Leah didn't understand why it mattered. But she did it anyway. She helped. She planted. She watered, careful not to disturb the fragile roots. The vines still crept up the sides of the greenhouse, but now, in between the decay, there was something new. Something different. Something alive.

Because Clara asked. Because for a moment, Leah wanted to know what it felt like to make something grow instead of wither.

It was strange, how that small, simple act had such weight. It was as if, for just a few minutes, Leah wasn't the one causing things to die. She wasn't the one breaking things. She was… something else. Something new. And for the first time, she wasn't sure if the Beast liked it.

The greenhouse became their place, their shared silence. It was where they met every afternoon, after school, where they planted and tended to the fragile things that didn't belong in the decaying ruin of the old building.

But the world outside didn't stop.

Jason's name became another echo, another wound that the town tried to bury under layers of denial. Whispers ran like cold rivers through the hallways. Did you hear? Was it the same group that attacked him? A mugging, they said. Couldn't have been anything else. It was just another tragedy, wrapped in a story no one wanted to tell.

But Leah knew better. She always did. She had seen it all before, the way people tried to hide the truth. How they wanted to erase it and pretend everything would just go back to normal. But it never did. It never would. And now, Clara was part of that knowing. Whether she realized it or not, she was tangled in the same web of lies and truth that Leah had been living in for so long.

One evening, as rain tapped against the broken glass above, Clara turned to her. Her eyes were steady, searching. Leah felt the weight of it, but she didn't look away.

"I know you've done things," Clara said, her voice soft but unwavering.

Leah froze. She didn't want to hear this. Didn't want Clara to see her.

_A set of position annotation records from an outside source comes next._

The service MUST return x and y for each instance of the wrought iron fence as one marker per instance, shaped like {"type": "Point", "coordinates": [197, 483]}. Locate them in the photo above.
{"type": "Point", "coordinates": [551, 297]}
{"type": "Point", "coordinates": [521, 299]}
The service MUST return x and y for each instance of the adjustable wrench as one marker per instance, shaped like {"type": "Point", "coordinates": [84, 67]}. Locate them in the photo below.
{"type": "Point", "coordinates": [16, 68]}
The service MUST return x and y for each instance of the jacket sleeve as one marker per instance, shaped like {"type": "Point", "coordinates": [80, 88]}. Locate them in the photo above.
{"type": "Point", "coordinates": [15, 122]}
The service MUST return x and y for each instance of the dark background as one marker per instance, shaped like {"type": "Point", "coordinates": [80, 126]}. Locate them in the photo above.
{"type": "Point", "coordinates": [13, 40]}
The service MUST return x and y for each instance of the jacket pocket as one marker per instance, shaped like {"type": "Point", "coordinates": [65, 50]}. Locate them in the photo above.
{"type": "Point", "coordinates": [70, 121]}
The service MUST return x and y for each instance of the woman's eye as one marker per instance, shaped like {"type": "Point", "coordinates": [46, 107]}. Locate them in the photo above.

Clara didn't look away. She didn't flinch. "I don't want you to tell me. Not yet. But I see it in you. The storm. The sharp edges."

Leah's breath caught in her throat. She didn't know how to respond. The words stuck in her chest, too heavy to push out.

"Aren't you afraid?" she whispered, her voice trembling without meaning to.

Clara shook her head slowly. "No. Just… sad."

"Why?" Leah's voice was thin, fragile.

"Because someone like you shouldn't have been left alone in the dark."

For the first time in a long time, Leah wanted to cry.

But she didn't.

The Beast inside her, the thing that had been gnawing at her, stepped back. Just a little, just enough.